(Bloomberg) -- Bill Gross, who pioneered the “total return” strategy in the 1980s that revolutionized the bond market, says the approach is now defunct. 

Instead of just picking up steady interest payments like his peers did at the time, the co-founder of Pacific Investment Management Co. created the firm’s Total Return Fund in 1987 to take active positions in duration, credit risk and volatility. The idea is that more than just clipping coupons, bond investors can also benefit from capital appreciation as bond prices rise and yields fall.

In an outlook published Thursday, Gross noted that what’s different now is that yields are much lower than when he first coined the concept, leaving investors with less room for price appreciation. At about 4.6%, the 10-year Treasury yield compares with a peak of almost 16% in 1981. 

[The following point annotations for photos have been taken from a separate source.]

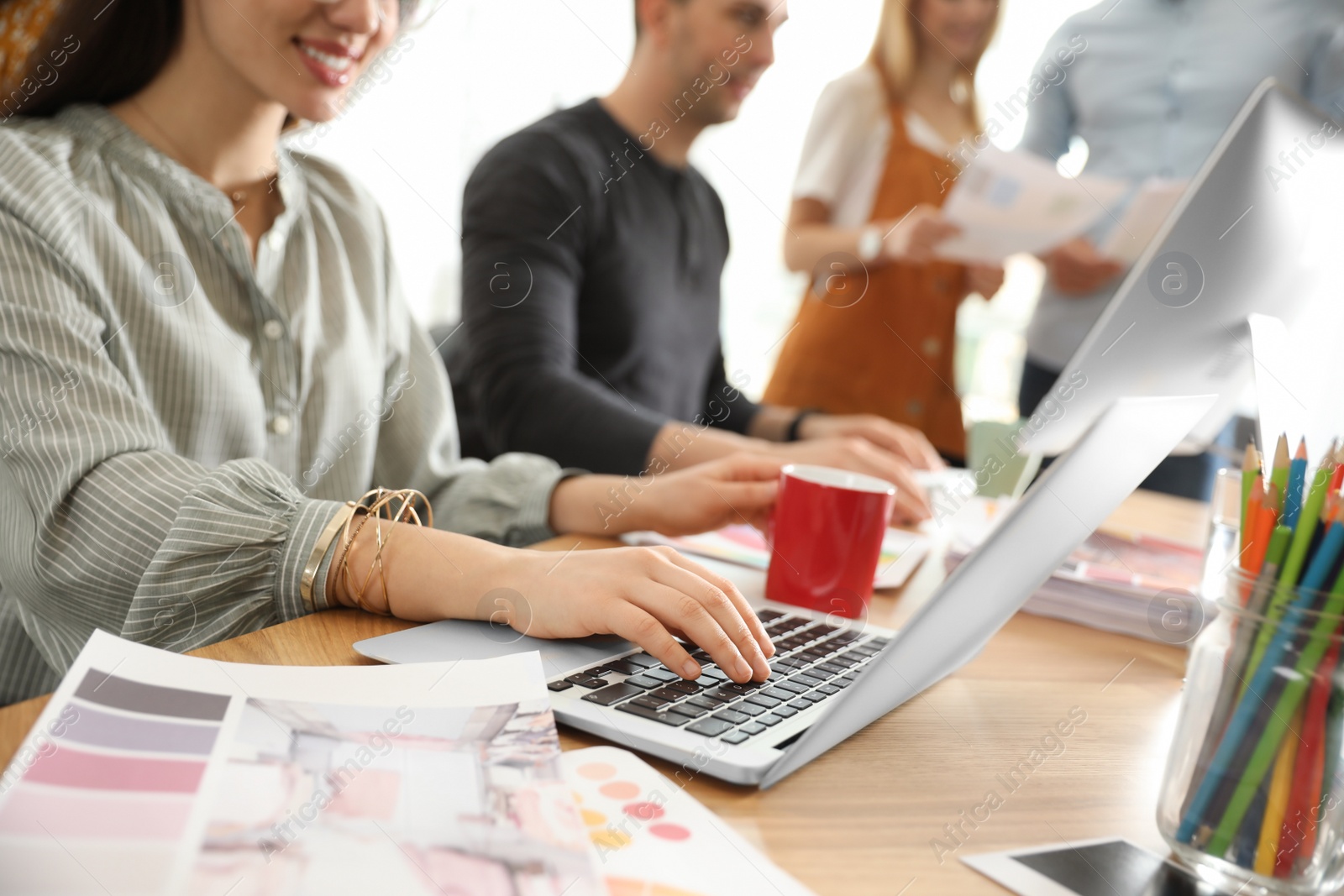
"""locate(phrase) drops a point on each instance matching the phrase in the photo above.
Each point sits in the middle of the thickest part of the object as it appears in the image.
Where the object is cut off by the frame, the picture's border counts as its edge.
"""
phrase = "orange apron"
(885, 345)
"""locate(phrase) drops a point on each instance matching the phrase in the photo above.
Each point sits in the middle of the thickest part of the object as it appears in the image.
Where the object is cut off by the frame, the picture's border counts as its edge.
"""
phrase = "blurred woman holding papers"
(877, 329)
(205, 359)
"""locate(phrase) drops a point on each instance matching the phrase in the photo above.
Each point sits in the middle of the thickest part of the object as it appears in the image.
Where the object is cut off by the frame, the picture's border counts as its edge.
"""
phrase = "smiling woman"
(222, 318)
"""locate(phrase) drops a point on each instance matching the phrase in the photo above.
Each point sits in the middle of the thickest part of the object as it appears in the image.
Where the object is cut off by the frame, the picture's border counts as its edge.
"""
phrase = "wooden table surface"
(886, 812)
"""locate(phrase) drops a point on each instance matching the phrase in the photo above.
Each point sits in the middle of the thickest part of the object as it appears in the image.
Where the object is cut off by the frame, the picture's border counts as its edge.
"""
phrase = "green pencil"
(1307, 523)
(1277, 721)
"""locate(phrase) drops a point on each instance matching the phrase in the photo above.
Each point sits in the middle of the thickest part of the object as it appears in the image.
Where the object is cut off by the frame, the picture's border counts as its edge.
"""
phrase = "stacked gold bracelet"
(400, 506)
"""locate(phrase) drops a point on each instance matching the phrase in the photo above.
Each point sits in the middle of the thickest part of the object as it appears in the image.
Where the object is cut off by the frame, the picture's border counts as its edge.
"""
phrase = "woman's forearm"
(429, 574)
(806, 244)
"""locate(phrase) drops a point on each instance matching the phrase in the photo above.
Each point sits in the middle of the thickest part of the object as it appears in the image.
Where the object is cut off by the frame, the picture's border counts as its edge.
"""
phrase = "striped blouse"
(179, 423)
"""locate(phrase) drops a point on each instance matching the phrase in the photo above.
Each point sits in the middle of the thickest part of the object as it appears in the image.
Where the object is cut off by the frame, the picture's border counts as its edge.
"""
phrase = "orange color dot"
(620, 790)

Instead of falling as bond bulls expect, 10-year yields are likely to rise above 5% over the next 12 months because the government is flooding the market with debt, Gross wrote. The US is so addicted to debt that it requires the government to increase the amount of Treasuries outstanding by up to a net $2 trillion a year to keep the economy humming, he added. 

“Those that argue for lower rates have to counter the inexorable upward climb in Treasury supply and the likely Sisyphean decline in bond prices,” Gross, who retired from the money-management business in 2019, wrote. “Total Return is dead. Don’t let them sell you a bond fund.”

Read more: Bill Gross Criticizes ‘Total Return’ Bond Funds He Popularized

Over nearly three decades, Gross built the Pimco Total Return Fund into the world’s largest bond fund at its peak and cemented his reputation as the bond king. He was ousted from Pimco in 2014 after falling out with other executives.